The PM does not go quite as far as ConHome wanted the PM to go. We hoped he would try and put a referendum law on to the statute book before the next election ('the John Baron MP plan') but the PM does promise to (i) draft referendum legislation before the next election, (ii) make the referendum pledge a key issue at the next election and (iii) then legislate for it as a priority of any Conservative government. We have to give Cameron at least two-and-a-half out of three therefore in meeting our wish list for the speech.
Lots more analysis to come on ConHome but here are those extracts (with, in places, my emphases):
The key pledge: “The next Conservative Manifesto in 2015 will ask for a mandate from the British people for a Conservative Government to negotiate a new settlement with our European partners in the next Parliament. And when we have negotiated that new settlement, we will give the British people a referendum with a very simple in or out choice to stay in the EU on these new terms; or come out altogether. It will be an in-out referendum. Legislation will be drafted before the next election. And if a Conservative Government is elected we will introduce the enabling legislation immediately and pass it by the end of that year. And we will complete this negotiation and hold this referendum within the first half of the next parliament."
Many British people think Europe is heading in the wrong direction and they never signed up to its new ambitions: “Today, public disillusionment with the EU is at an all time high. There are several reasons for this. People feel that the EU is heading in a direction that they never signed up to. They resent the interference in our national life by what they see as unnecessary rules and regulation. And they wonder what the point of it all is. The result is that democratic consent for the EU in Britain is now wafer thin."

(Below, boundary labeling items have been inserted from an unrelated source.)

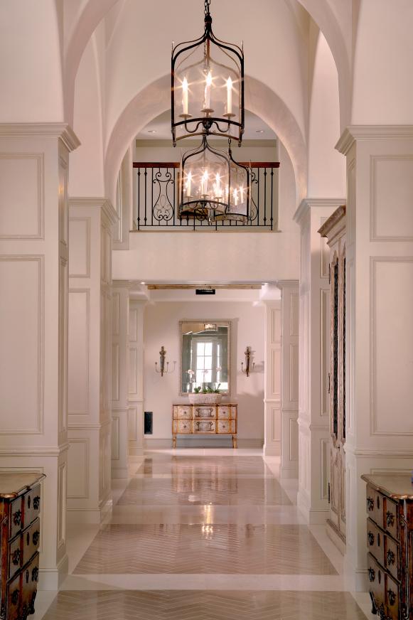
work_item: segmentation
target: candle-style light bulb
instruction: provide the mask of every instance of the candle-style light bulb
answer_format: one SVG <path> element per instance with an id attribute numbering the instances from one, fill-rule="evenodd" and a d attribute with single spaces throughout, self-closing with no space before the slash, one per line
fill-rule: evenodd
<path id="1" fill-rule="evenodd" d="M 232 80 L 230 78 L 227 80 L 227 114 L 232 114 Z"/>
<path id="2" fill-rule="evenodd" d="M 188 80 L 183 78 L 182 82 L 182 113 L 188 114 Z"/>
<path id="3" fill-rule="evenodd" d="M 188 176 L 186 177 L 186 197 L 189 198 L 191 196 L 191 182 L 192 181 L 192 174 L 191 172 L 188 173 Z"/>
<path id="4" fill-rule="evenodd" d="M 212 83 L 213 83 L 213 74 L 211 73 L 210 71 L 208 71 L 207 76 L 206 76 L 205 87 L 204 109 L 205 109 L 205 110 L 210 109 Z"/>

It is more likely that Britain will leave the EU if the people continue to be denied a say on Europe's direction: "Some people say that to point this out is irresponsible, creates uncertainty for business and puts a question mark over Britain’s place in the European Union. But the question mark is already there and ignoring it won’t make it go away. In fact, quite the reverse. Those who refuse to contemplate consulting the British people, would in my view make more likely our eventual exit. Simply asking the British people to carry on accepting a European settlement over which they have had little choice is a path to ensuring that when the question is finally put – and at some stage it will have to be – it is much more likely that the British people will reject the EU."

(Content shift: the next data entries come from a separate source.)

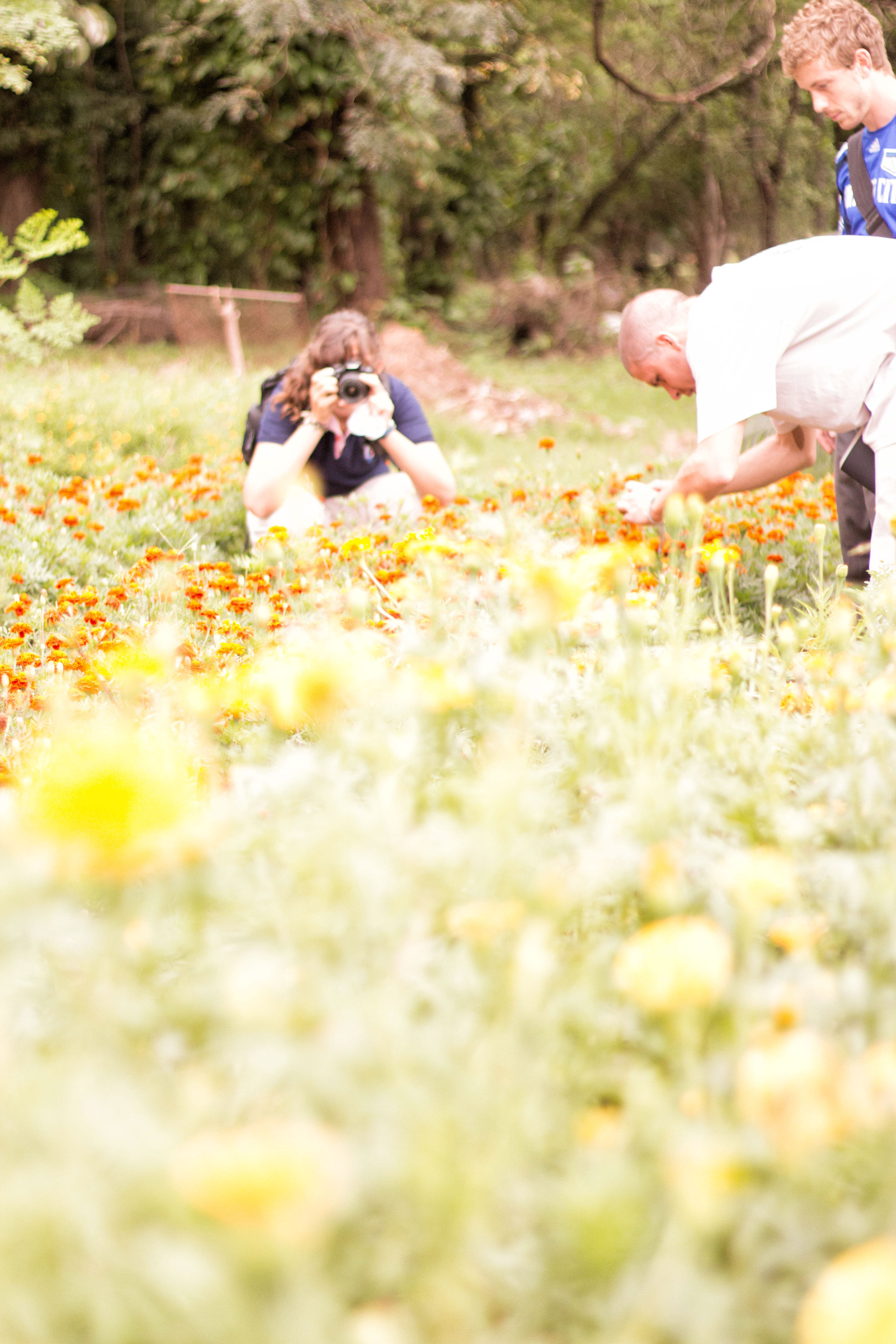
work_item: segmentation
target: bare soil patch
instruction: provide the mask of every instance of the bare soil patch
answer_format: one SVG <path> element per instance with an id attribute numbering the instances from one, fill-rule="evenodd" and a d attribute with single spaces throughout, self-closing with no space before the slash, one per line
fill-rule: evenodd
<path id="1" fill-rule="evenodd" d="M 492 434 L 521 434 L 543 419 L 568 413 L 527 387 L 497 387 L 477 379 L 447 345 L 433 345 L 416 327 L 387 323 L 380 332 L 386 367 L 414 388 L 424 406 L 466 419 Z"/>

There should be an In/Out referendum but only when it is clear what the post-crisis EU looks like: "Some argue that the solution is therefore to hold a straight in-out referendum now. I understand the impatience of wanting to make that choice immediately. But I don’t believe that to make a decision at this moment is the right way forward, either for Britain or for Europe as a whole. A vote today between the status quo and leaving would be an entirely false choice. It is wrong to ask people whether to stay or go before we have had a chance to put the relationship right. How can we sensibly answer the question ‘in or out’, without being able to answer the most basic question: ‘what is it exactly that we are choosing to be in or out of?' The European Union that emerges from the Eurozone crisis is going to be a very different body. It will be transformed perhaps beyond recognition by the measures needed to save the Eurozone. We need to allow some time for that to happen – and help to shape the future of the European Union, so that when the choice comes it will be a real one.”

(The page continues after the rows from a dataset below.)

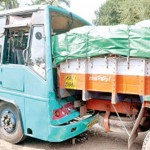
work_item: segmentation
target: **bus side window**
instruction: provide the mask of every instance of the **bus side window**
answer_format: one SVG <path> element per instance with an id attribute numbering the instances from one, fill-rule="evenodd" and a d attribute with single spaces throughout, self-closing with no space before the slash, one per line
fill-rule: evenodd
<path id="1" fill-rule="evenodd" d="M 5 17 L 0 18 L 0 62 L 1 62 L 1 53 L 2 53 L 2 50 L 4 47 L 4 38 L 5 38 L 4 26 L 5 26 L 5 23 L 6 23 L 6 18 Z"/>
<path id="2" fill-rule="evenodd" d="M 34 26 L 29 50 L 29 66 L 45 78 L 45 38 L 43 26 Z"/>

The big thing missing from the extracts (and hopefully not the speech) is a statement of the kind of renegotiated relationship that David Cameron wants with Europe. I hope it's similar to that already being set out by the Fresh Start group of Tory MPs. It may be that the PM will not begin to set out his renegotiating strategy yet. His argument may be that with so much changing in Europe the referendum must simply follow whatever the rest of Europe chooses to build and what concessions we can extract (if any) in return for green lighting the changes they want.
What is now clear, however, is that the Labour and the Liberal Democrats are unwilling to give the British people a say on our membership of the EU. The United Kingdom Independence Party is too small to deliver it. Only a vote for Conservative candidates will give the British people the say on Europe that they've been denied for far too long.
The speech will be delivered at 8am today (Wednesday).